Stratégie nationale des aires protégées : l'heure de vérité
Publié le 07/04/2026
COMMUNIQUÉ DE PRESSE
Le Comité national de la biodiversité (CNB) a adopté un avis sur le projet de second plan d’action national (PAN 2) de la Stratégie nationale pour les aires protégées (SNAP). Si les orientations du projet de plan sont globalement positives, elles sont aujourd’hui menacées par des choix politiques et budgétaires incohérents. Nos associations appellent le gouvernement à prendre pleinement en compte l’avis du CNB pour éviter que ces ambitions ne restent lettre morte
1. Aligner les politiques et les moyens sur les ambitions affichées
En l’état, les baisses de moyens pour la biodiversité et les concessions accordées à certains lobbys entrent en contradiction totale avec les objectifs affichés pour les aires protégées. La loi Duplomb et la loi d’orientation agricole facilitent la destruction d’espèces. Dans le même temps, les crédits du budget de l’État qui financent la préservation et la restauration des milieux sont en baisse de 30 % en deux ans.

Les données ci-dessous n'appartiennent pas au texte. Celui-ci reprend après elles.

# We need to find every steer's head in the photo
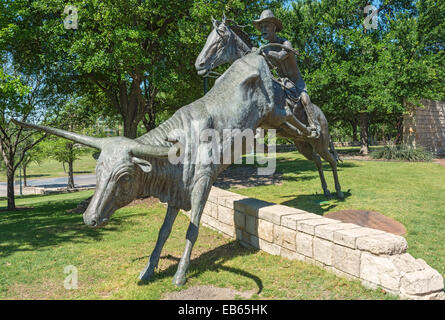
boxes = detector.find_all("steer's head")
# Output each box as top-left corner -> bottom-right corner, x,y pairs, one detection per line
83,137 -> 160,227
13,120 -> 170,227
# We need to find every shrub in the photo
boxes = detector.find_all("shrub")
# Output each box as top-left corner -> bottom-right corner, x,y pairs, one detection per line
371,143 -> 434,161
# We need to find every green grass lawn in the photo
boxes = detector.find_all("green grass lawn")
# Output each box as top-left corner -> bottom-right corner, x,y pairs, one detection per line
0,154 -> 96,182
0,152 -> 445,299
0,191 -> 394,299
231,152 -> 445,277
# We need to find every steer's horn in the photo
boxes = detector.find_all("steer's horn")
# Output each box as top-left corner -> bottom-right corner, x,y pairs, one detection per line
11,119 -> 103,150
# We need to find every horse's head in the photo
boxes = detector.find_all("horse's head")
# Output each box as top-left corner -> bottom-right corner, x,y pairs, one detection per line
195,17 -> 250,75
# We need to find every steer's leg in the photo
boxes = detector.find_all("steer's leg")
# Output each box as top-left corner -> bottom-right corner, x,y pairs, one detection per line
320,148 -> 345,199
173,176 -> 212,286
139,206 -> 179,280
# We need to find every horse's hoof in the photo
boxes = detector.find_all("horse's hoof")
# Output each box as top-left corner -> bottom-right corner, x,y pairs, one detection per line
173,275 -> 186,287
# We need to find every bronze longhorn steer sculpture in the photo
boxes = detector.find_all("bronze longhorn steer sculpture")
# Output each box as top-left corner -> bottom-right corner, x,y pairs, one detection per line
195,18 -> 344,198
16,53 -> 291,285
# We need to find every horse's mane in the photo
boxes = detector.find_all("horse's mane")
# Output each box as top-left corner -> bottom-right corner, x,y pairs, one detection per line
227,20 -> 253,49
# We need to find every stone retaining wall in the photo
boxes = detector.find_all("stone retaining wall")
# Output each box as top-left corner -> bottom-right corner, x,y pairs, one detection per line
189,187 -> 445,299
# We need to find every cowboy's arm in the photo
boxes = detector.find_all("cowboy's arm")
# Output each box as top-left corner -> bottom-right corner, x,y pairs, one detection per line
269,40 -> 292,61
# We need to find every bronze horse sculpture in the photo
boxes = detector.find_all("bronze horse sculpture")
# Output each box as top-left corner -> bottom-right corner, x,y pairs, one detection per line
195,17 -> 344,198
14,49 -> 298,286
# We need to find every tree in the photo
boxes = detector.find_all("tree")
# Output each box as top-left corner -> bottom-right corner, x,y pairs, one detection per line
7,0 -> 283,138
277,0 -> 443,153
41,137 -> 87,189
21,144 -> 45,187
0,66 -> 45,210
42,97 -> 97,189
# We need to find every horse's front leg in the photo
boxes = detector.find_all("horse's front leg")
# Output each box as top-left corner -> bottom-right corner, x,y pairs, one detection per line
173,176 -> 212,286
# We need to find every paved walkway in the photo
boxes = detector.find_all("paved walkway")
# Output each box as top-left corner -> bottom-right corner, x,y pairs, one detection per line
0,174 -> 96,197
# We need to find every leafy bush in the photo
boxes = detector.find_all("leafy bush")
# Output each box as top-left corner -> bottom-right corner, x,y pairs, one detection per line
371,143 -> 434,161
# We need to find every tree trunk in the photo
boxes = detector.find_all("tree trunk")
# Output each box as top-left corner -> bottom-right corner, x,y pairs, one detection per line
350,121 -> 358,144
394,115 -> 403,144
142,104 -> 156,132
6,164 -> 15,210
68,160 -> 74,189
22,165 -> 28,187
359,112 -> 369,156
124,118 -> 140,139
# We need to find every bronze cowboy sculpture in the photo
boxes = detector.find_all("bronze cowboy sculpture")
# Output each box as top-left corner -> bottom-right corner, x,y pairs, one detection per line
195,13 -> 344,198
253,10 -> 320,138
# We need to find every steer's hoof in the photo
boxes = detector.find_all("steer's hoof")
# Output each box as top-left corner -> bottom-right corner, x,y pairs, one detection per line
139,268 -> 155,281
337,191 -> 345,199
324,189 -> 332,199
173,275 -> 186,287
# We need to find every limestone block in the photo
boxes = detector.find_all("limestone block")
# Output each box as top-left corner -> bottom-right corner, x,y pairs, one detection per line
295,232 -> 314,258
224,193 -> 248,209
389,253 -> 430,274
246,215 -> 258,236
201,215 -> 218,228
360,252 -> 402,292
281,213 -> 320,230
274,225 -> 297,251
303,256 -> 325,268
218,206 -> 235,226
258,204 -> 302,225
235,228 -> 243,240
400,267 -> 444,295
332,244 -> 361,278
234,211 -> 246,229
314,237 -> 334,266
297,217 -> 341,235
201,215 -> 235,237
218,221 -> 235,238
356,232 -> 408,255
233,198 -> 274,217
280,247 -> 304,261
334,227 -> 384,249
250,235 -> 281,256
258,219 -> 274,242
315,222 -> 361,241
203,201 -> 218,218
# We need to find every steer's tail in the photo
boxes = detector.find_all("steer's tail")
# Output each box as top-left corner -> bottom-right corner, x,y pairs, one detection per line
329,135 -> 343,163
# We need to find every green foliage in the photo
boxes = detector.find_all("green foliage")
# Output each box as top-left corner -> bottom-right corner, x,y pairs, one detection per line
40,137 -> 90,163
371,143 -> 434,161
277,0 -> 445,139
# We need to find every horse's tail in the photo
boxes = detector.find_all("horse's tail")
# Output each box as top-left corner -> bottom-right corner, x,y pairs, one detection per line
329,135 -> 343,163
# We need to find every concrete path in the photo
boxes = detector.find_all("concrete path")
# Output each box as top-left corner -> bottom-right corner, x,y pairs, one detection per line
0,174 -> 96,197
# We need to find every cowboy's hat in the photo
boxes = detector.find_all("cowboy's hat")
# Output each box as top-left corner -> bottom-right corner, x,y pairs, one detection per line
253,10 -> 283,32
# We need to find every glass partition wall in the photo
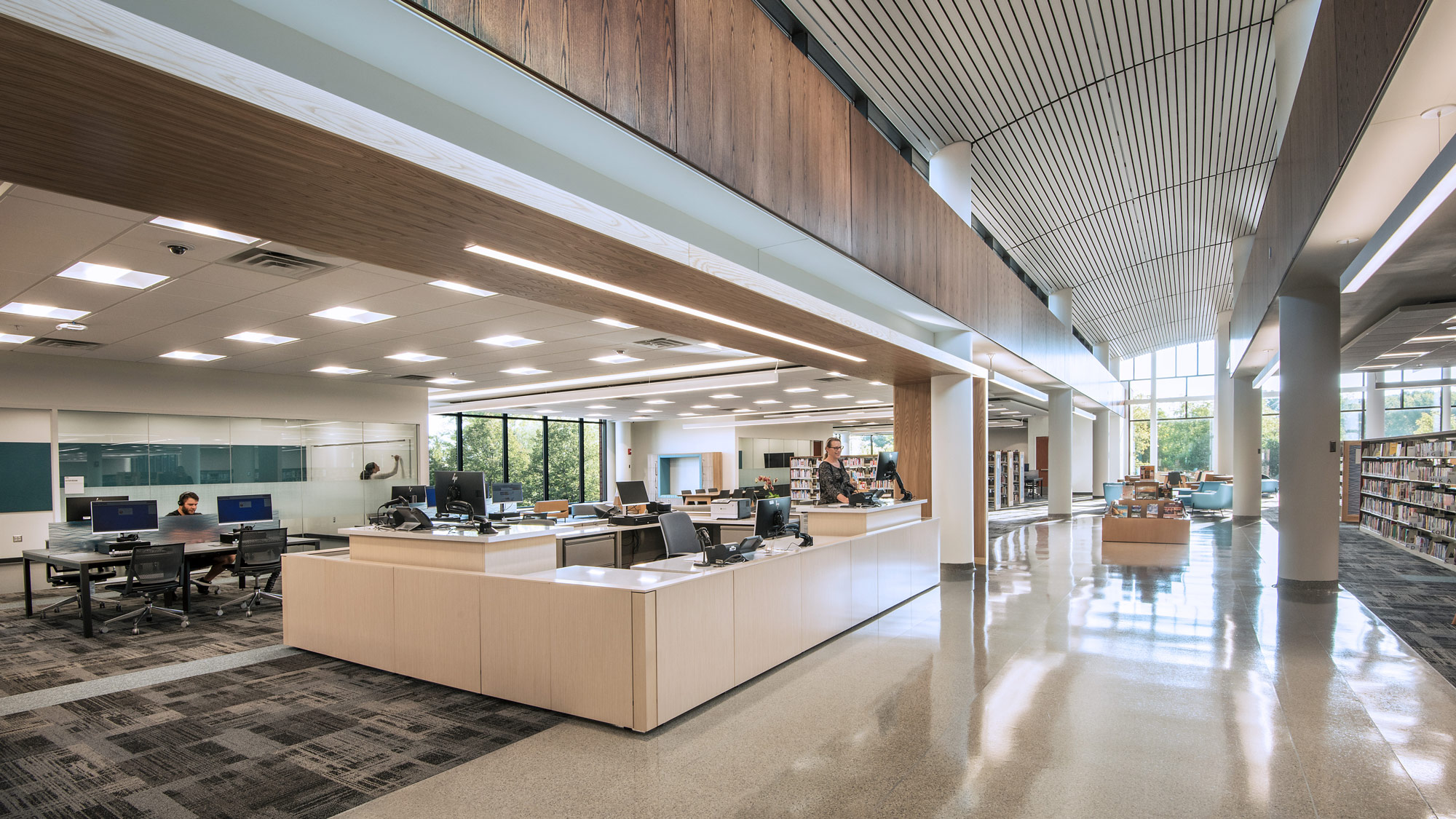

L’avis du CNB est clair : « certaines évolutions législatives récentes ou en cours sont susceptibles de compromettre la bonne mise en œuvre des objectifs ». Il ajoute : « la trajectoire budgétaire engagée rend inatteignables les objectifs ».
Nos associations demandent un portage politique fort, continu et interministériel des politiques sur les aires protégées, afin qu’elles ne soient plus sapées par des décisions allant à leur encontre. Il est également indispensable que les financements soient élevés à la hauteur des besoins comme évalués par ce rapport de l’inspection du Ministère en charge de la Transition écologique.
2. Garantir un niveau d’exigence écologique à la hauteur des enjeux
Deux principaux objectifs de la stratégie visent à mettre en œuvre une gestion efficace dans les aires protégées et à placer 10% du territoire national en « zone de protection forte ». Mais quelle réalité met-on derrière ces objectifs ?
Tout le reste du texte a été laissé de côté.